Koning Salomo en de koningin van Sheba hebben belangrijke sporen nagelaten in de geschiedenis van het Midden Oosten. De overlevering dat er een koningin uit het Zuiden bij Salomo op bezoek is geweest is zo oud en wijd verbreid dat het niet om een gefantaseerd verhaal kan gaan. Gods Woord blijkt steeds opnieuw gezaghebbend, waarheidsgetrouw en vol met historische bewijzen. Door satan gestuurde dwaalgeesten beweren dat de Bijbelse verhalen niets anders zijn dan kunstmatige vertelsels, gefabriceerd en verzonnen door fantasten. Maar de Bijbel is geen fictie. Ook het verhaal over de Koningin van Sheba maakt nog eens duidelijk dat er in de Bijbel geen fabels staan, maar historische feiten. De Almachtige houdt zijn tekenen niet verborgen.

 

De Britse archeoloog Louise Schofield vermoedt in het noorden van Ethiopië de goudmijn van koningin van Sheba gevonden te hebben. Schofield ontdekte op de Gheralta hoogvlakte een oude goudmijn van enorme omvang, aldus The Guardian. Dicht bij de mijn vond haar team ruïnes van tempels en overblijfselen van een slagveld. De vindplaats valt binnen het toenmalige rijk van Sheba, dat zich uitstrekte over Ethiopië en Jemen.

 

Haar eerste aanwijzing voor de ontdekking was de vondst van een ruim zes meter lange steen waarop een zon en een maan stonden afgebeeld. Onder de steen vond ze een inscriptie in de Sabaeantaal, de taal die de koningin zou hebben gesproken. Even verderop vond ze resten van een tempel, waar de maangod werd vereerd. Resten van menselijke botten wezen op een oorlog.

Salomo was niet alleen bekend in Ethiopië maar ook in gebieden waar nu Iran en Pakistan liggen. Nog steeds leeft de herinnering voort van zijn bezoeken aan deze regio. Salomo zou hier tempels en paleizen hebben gebouwd op bergtoppen tot in Kasjmir toe.Volgens bronnen uit de omgeving van Srinagar in India werd Salomo door de Hindoes vereerd en later ook door de moslims. In Srinagar bestaat een kegelvormige berg met de naam "Tahkti Suleiman "(berg van Salomo). Op deze berg staat een tempel wat momenteel een heiligdom is van de moslims. Salomo zou zelf de opdracht hebben gegeven tot de bouw van deze tempel. In de omgeving hiervan zou hij een woest stromende rivier hebben ingedamd en een moeras hebben drooggelegd. Nog heden ten dage wordt dit gebied in Kasjmir de "Tuin van Salomo " genoemd. Overleveringen uit al deze gebieden vertellen dat Salomo een machtige invloedrijke koning was met een ongekende kennis op allerlei gebied.
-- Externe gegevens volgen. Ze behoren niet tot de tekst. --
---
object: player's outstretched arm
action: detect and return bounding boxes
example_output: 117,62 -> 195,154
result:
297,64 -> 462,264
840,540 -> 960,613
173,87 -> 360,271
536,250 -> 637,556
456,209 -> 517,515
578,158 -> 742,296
(*1) Djinn, volgens de mohammedanen een lichamelijk wezen, geschapen uit vlammen, begaafd met verstand, niet waarneembaar met onze zintuigen.De Djinn kan verschijnen onder alle gedaanten en speelt een grote rol in de volksliteratuur en in de folklore. Men neemt aan dat de djinns een voorkeur hebben voor bepaalde plaatsen: grotten, ruïnes, putten, badplaatsen, latrines, enz. Zij zijn zeer grillig van aard en vooral te duchten in de avonduren. Men beschermt zich tegen de djinns met amuletten en talismannen, meestal verzen uit de koran in kaligrafie die men om de hals draagt of in kleren naait.

 

(*2) Lilith, vrouwelijke demon uit de rabbijnse traditie die mogelijk van Assyrisch-Babylonische oorsprong is. Zij zou de eerste of de tweede vrouw van Adam geweest zijn en zou van hem een grote hoeveelheid demonen hebben ontvangen. Vele en zeer verschillende legenden zijn over haar ontstaan; over haar oorsprong (door God uit klei gevormd), over haar vlucht van Adam en over haar vervolging door de engelen.

 

Overige bronnen: James B. Pritchard: Solomon en Sheba, Londen 1974. Gabriel Mandel: Das Reich der Königin von Saba, Bern/Munchen, 1976. Nielsen Ditlief, Die altarabische Mondreligion und die mosaische Überlieferung, Straatsburg, 1904. Carl Bezold, Kebra Negest, Die Herrlichkeit des Köninge, Munchen. Grote Nederlandse Larousse Encyclopedie, Uitgeverijen Heideland-Orbis N.V Hasselt, en Scheltens & Giltay N.V. ’s-Gravenhage.Readers Digest, ABC van de Bijbel, ISBN 9064072736. Jeffrey Goodman: The Genesis Mystery, New York, 1983.